What requirement changes are bad?

There is a blogpost on quora.com dealing with the topic of why some developers in prominent companies think of agile methodology as nonsense. The post concludes that the agile model is only usable for time-critical, short term projects lasting a maximum of six weeks. It is no doubt cohesive and its conclusions are a logical deduction of the occurrences stated therein. However, the problem with the essay is that it reiterates a handful of misconceptions regarding agility. We aim to address these misconceptions one by one in a series of blogposts regarding this topic.

The introduction contains the phrase “changing requirements and other potential bad behavior from the client”. By stating “potential”, the sentence is less stout, fortunately the author is not suggesting explicitly that every requirement change is “bad behavior”. But which changes are bad?

No two changes are alike.
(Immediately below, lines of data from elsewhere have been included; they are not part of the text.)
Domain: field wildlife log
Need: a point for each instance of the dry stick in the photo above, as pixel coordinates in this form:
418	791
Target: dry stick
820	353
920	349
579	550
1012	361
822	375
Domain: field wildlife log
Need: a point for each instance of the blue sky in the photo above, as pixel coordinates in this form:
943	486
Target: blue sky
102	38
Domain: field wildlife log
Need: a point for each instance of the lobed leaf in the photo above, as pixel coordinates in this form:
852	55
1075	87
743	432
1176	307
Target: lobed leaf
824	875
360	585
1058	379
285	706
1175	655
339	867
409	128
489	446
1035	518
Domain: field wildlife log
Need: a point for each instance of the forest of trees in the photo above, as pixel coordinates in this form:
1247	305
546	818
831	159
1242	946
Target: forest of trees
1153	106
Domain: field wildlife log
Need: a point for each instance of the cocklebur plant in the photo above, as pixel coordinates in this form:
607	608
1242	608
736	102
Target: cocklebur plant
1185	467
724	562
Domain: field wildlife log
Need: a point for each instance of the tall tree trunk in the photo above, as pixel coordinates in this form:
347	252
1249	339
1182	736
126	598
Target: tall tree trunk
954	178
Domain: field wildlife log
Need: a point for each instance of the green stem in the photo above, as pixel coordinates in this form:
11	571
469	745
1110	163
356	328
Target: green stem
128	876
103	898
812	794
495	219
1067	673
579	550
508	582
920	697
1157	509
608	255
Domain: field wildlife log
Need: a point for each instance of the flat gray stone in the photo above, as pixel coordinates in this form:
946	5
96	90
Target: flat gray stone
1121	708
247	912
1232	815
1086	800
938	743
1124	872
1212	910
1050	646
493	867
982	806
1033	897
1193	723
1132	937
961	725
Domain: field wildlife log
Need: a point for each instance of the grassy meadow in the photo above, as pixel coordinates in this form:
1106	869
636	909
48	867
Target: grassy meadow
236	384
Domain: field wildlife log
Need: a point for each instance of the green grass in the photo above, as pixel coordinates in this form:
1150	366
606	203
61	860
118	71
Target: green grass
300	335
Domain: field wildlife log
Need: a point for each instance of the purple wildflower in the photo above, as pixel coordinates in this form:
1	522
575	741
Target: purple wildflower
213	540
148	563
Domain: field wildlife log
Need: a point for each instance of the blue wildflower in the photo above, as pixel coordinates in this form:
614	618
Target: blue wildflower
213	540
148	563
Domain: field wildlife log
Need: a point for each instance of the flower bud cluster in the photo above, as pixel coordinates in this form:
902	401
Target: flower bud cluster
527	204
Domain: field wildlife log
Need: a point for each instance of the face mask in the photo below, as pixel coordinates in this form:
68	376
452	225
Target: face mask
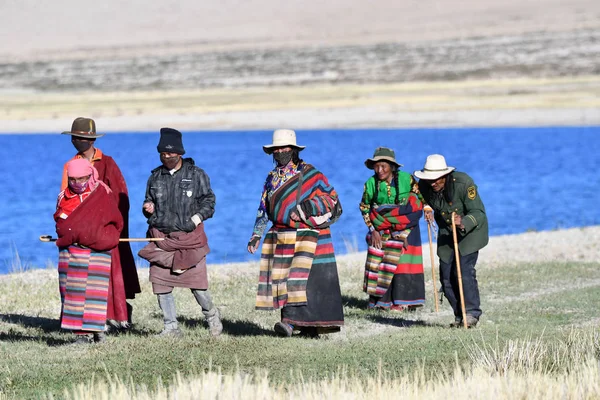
283	158
170	162
78	187
82	145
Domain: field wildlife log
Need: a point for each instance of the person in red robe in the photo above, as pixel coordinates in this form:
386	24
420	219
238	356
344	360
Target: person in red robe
124	283
88	226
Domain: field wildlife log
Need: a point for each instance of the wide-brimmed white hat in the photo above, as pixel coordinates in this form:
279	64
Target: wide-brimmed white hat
435	167
282	138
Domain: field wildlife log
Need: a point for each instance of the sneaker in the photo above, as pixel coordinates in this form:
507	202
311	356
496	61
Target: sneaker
283	329
81	340
99	337
309	332
174	333
472	321
215	326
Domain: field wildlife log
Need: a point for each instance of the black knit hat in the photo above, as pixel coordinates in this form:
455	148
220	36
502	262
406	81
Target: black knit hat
170	141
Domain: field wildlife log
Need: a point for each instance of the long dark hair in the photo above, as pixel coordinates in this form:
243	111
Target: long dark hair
394	181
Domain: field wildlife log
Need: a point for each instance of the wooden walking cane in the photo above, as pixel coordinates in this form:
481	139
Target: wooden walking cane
459	273
49	238
437	308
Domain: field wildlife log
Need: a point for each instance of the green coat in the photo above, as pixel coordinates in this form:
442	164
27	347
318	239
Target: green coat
467	203
386	194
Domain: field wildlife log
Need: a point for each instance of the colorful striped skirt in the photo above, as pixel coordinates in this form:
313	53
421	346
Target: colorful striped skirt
83	277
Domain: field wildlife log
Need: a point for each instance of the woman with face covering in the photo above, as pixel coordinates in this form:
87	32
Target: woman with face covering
298	272
88	225
124	283
391	208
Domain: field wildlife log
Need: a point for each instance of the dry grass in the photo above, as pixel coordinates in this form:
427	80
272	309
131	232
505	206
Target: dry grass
517	371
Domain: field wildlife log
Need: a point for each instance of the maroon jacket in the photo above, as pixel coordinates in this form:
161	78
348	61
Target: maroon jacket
123	270
96	223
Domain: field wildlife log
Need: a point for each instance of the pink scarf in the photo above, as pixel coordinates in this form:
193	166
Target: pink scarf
80	167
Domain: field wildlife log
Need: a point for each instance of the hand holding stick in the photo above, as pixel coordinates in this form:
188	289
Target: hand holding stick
459	273
49	238
432	267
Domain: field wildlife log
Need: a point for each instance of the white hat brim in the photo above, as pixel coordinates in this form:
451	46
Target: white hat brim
433	175
268	148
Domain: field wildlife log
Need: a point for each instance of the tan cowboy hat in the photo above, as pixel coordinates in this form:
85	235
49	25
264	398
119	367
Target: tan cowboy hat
282	138
435	167
83	127
382	154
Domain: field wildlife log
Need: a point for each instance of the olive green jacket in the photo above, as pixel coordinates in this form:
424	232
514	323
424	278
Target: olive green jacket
466	202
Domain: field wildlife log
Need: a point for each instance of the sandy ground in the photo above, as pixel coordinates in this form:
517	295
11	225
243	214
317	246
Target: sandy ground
262	64
40	30
517	102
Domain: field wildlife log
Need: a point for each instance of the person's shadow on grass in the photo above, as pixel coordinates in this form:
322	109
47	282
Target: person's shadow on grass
231	327
47	325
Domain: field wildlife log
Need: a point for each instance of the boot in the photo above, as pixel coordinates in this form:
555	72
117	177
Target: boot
215	326
211	313
99	337
166	302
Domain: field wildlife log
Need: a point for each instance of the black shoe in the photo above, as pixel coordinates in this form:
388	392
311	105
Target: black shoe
457	323
472	321
309	332
99	337
283	329
81	340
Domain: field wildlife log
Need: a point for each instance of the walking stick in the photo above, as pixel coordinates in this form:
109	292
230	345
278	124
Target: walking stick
432	267
48	238
459	273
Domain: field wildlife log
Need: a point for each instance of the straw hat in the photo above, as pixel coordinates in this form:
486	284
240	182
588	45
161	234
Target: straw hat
382	154
83	127
435	167
282	138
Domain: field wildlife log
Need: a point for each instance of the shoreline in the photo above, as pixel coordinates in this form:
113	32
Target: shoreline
567	101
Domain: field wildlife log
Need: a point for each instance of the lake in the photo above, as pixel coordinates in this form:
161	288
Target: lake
529	179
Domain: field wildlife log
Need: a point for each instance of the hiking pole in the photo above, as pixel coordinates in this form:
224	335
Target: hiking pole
432	267
459	273
48	238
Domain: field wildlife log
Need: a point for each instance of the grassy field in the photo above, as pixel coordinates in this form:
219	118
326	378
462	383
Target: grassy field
538	338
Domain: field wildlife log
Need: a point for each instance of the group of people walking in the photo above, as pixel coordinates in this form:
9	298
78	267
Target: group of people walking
298	272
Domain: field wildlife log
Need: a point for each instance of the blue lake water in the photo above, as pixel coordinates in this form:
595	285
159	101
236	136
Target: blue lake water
529	179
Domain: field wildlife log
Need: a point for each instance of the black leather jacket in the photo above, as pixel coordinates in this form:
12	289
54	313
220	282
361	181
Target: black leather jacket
178	197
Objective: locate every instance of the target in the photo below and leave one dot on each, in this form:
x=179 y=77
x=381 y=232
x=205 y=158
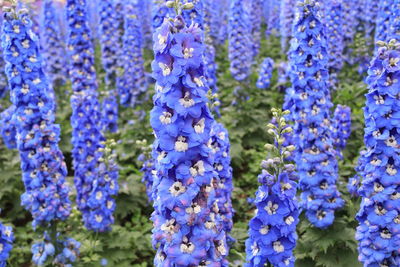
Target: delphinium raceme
x=272 y=233
x=309 y=102
x=52 y=46
x=188 y=228
x=265 y=73
x=109 y=34
x=37 y=135
x=379 y=215
x=147 y=166
x=286 y=20
x=255 y=22
x=6 y=243
x=383 y=21
x=7 y=127
x=334 y=26
x=341 y=128
x=240 y=54
x=95 y=183
x=132 y=83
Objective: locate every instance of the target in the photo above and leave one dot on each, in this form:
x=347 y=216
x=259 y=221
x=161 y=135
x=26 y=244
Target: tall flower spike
x=334 y=26
x=272 y=233
x=240 y=54
x=53 y=49
x=6 y=243
x=132 y=83
x=256 y=17
x=265 y=73
x=7 y=127
x=95 y=182
x=42 y=162
x=379 y=218
x=341 y=128
x=188 y=226
x=109 y=33
x=309 y=99
x=286 y=20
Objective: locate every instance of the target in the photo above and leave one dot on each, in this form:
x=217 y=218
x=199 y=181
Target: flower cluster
x=37 y=136
x=220 y=148
x=195 y=14
x=6 y=241
x=383 y=21
x=132 y=83
x=53 y=48
x=255 y=22
x=95 y=182
x=65 y=251
x=7 y=128
x=309 y=101
x=334 y=25
x=341 y=127
x=147 y=167
x=379 y=215
x=188 y=228
x=159 y=12
x=286 y=17
x=265 y=73
x=110 y=38
x=272 y=233
x=240 y=53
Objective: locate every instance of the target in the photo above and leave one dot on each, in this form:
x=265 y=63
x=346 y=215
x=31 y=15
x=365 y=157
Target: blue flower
x=42 y=162
x=240 y=49
x=132 y=83
x=188 y=226
x=265 y=73
x=53 y=48
x=6 y=243
x=272 y=231
x=95 y=173
x=378 y=216
x=309 y=103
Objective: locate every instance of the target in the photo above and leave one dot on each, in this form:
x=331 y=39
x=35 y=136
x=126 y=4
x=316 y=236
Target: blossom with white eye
x=177 y=189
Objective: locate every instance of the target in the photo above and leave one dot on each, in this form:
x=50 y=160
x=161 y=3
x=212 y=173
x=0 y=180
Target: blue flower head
x=378 y=216
x=188 y=226
x=265 y=73
x=309 y=102
x=272 y=231
x=37 y=135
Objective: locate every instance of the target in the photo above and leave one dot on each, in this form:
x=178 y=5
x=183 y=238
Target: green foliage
x=245 y=114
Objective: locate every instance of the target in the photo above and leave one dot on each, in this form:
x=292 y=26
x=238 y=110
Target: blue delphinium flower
x=42 y=162
x=195 y=14
x=383 y=21
x=286 y=18
x=334 y=26
x=188 y=228
x=53 y=49
x=341 y=128
x=132 y=83
x=265 y=73
x=7 y=128
x=220 y=148
x=309 y=101
x=272 y=233
x=159 y=12
x=256 y=19
x=109 y=33
x=240 y=54
x=378 y=216
x=95 y=182
x=6 y=243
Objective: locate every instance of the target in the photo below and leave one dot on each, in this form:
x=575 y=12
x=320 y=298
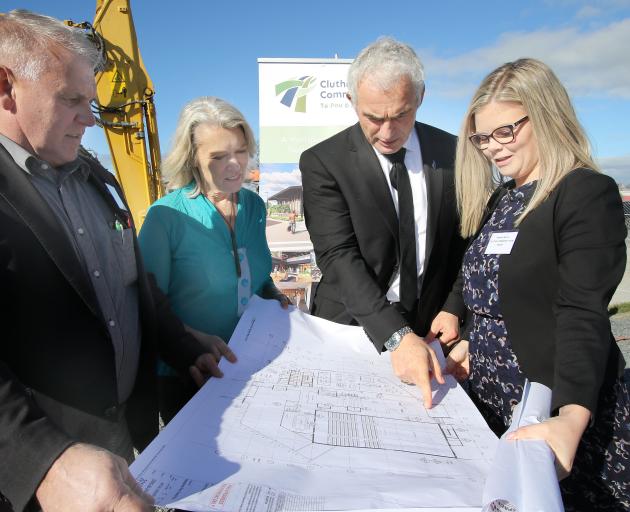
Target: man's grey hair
x=385 y=62
x=31 y=43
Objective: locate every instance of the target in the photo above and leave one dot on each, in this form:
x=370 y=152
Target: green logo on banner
x=294 y=92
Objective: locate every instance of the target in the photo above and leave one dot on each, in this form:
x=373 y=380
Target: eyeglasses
x=503 y=135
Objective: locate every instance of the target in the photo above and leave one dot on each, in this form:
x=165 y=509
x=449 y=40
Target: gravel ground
x=621 y=329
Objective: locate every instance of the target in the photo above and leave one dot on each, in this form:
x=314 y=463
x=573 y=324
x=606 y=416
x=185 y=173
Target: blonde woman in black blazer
x=547 y=252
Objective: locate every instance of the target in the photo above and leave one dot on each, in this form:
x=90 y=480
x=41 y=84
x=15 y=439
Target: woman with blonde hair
x=547 y=253
x=205 y=241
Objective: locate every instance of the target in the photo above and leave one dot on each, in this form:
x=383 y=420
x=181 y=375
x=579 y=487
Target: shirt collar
x=30 y=164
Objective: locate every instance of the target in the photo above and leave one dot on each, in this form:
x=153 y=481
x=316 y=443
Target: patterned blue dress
x=600 y=478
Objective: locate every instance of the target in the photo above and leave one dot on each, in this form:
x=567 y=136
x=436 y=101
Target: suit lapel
x=17 y=190
x=435 y=182
x=371 y=172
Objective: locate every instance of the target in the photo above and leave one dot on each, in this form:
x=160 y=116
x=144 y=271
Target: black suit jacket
x=352 y=221
x=55 y=347
x=556 y=284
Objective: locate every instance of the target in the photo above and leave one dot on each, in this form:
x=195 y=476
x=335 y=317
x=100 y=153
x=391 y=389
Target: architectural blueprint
x=312 y=418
The deciding factor is never the change itself, but its origin.

If the change is due to misunderstanding, precipitation, rashness or inadvertence, the change is by all means “bad”. Its main symptoms are the expressions “that was not what I meant/thought” from the business side, and “it wasn’t specified” from the development side.  However the appearance of previously unavailable business information, technical or commercial advancement, discovery of hot new solutions for better customer service constitute reasons for “good” changes.

Agile methodologies strive for eliminating the former changes and advocating and creating the environment and prerequisites for the latter. By leaving behind comprehensive requirement analysis before development start we also dismiss the illusion of the customer being fully capable of specifying in advance what he or she wants and needs. Just as we need to try on a suit before shopping and if it does not fit, we can ask for adjustments in the “finalized product”, software products also have to be “tried on” and adjusted from time to time. This is made possible by early, regular, frequent, value based delivery and feedback collection.